Ella Marie Cohen Beauty Co. (Rimmel London)
- Type: Subsidiary
- Industry: Cosmetics
- Founded: 1834
- Founder: Eugène Rimmel
- Headquarters: London, England
- Area served: Worldwide
- Key people: Bernd Beetz (CEO)
- Products: cosmetics
- Parent: Coty
- Website: rimmellondon.com

= Rimmel =

British multinational cosmetics brand

Rimmel (commonly known as Rimmel London) is a British multinational cosmetics brand, now owned by parent company Coty. The House of Rimmel was founded by French-born British cosmetics entrepreneur Eugène Rimmel in 1834, in Bond Street, London.

With creative success, Rimmel London began creating products such as pomades and mouth rinses. Today, the brand is one of the world's most popular make-up producers.

==Marketing and spokesmodels==
Rimmel's company motto is "Get the London Look". The faces of Rimmel were Kate Moss, Sophie Ellis-Bextor, Lily Cole, Ayumi Hamasaki, and ITV's Holly Willoughby.

In October 2009, it was announced that Jerry Hall, Georgia May Jagger, and Canadian supermodel, Coco Rocha, were set to join to the line up of spokeswomen. Within days of Rocha's first campaign release, Rimmel announced that they had signed Zooey Deschanel, Solange Knowles, and Alejandra Ramos Munoz to help the brand launch into the global marketplace. In 2013, Rimmel announced their collaboration with British singer, Rita Ora, for makeup collections. In 2016, Rimmel named Cara Delevingne as one of the faces of the brand.

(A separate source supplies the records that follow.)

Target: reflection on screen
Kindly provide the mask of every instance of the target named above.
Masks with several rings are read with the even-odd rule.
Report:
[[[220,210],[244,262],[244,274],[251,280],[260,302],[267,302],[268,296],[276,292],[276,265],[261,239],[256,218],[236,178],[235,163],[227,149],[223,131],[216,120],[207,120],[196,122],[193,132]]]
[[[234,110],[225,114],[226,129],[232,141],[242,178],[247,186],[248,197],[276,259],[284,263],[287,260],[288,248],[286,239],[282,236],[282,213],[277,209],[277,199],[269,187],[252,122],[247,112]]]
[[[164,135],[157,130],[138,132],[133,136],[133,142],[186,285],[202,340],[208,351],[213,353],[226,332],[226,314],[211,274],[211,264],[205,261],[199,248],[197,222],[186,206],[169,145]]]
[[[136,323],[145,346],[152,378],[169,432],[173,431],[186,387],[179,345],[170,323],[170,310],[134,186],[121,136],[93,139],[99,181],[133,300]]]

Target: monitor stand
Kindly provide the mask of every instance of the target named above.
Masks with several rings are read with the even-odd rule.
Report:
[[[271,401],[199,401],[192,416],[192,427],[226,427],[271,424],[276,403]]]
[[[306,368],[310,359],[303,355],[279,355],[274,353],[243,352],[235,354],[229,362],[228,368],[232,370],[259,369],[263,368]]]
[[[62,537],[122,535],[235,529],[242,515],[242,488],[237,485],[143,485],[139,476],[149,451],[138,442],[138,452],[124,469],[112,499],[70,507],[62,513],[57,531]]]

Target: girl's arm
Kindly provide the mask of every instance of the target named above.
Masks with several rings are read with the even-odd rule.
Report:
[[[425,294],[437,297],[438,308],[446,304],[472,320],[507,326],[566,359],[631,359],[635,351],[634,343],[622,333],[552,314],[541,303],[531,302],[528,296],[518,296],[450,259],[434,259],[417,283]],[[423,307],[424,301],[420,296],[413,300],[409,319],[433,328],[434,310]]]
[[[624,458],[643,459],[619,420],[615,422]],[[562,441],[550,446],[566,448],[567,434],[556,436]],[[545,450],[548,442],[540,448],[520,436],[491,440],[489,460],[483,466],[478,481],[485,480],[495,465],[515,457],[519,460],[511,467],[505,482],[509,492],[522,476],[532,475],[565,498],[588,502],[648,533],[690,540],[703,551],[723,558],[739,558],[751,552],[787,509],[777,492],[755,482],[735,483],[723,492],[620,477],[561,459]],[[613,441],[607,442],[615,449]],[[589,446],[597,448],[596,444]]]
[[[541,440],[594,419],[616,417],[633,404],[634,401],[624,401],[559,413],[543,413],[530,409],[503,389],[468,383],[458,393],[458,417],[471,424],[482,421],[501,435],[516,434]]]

Ads featuring Moss and Jagger were banned from British magazines and television after the Advertising Standards Authority found them to be misleading as the ads used false lashes. In 2021, Rimmel announced Adwoa Aboah as the global activist for the brand and the face of major beauty campaigns for the year. In 2022, Tom Daley became the first male ambassador of the brand. In 2023, Maya Jama became the global ambassador for the brand.

=== International ===
Rimmel products are available in pharmacies and supermarkets in Argentina, Australia, Austria, Bahrain, Belarus, Belgium, Bulgaria, Canada, China, Croatia, Czech Republic, Denmark, Estonia, Finland, France, Germany, Hong Kong, Hungary, India, Indonesia, Ireland, Israel, Italy, Japan, Latvia, Lithuania, Lebanon, Malta, Mexico, Netherlands, Norway, Poland, Portugal, Qatar, Romania, Russia, Saudi Arabia, Slovakia, South Africa, South Korea, Spain, Turkey, Lebanon, United Arab Emirates, United Kingdom, Ukraine, Greece, and United States.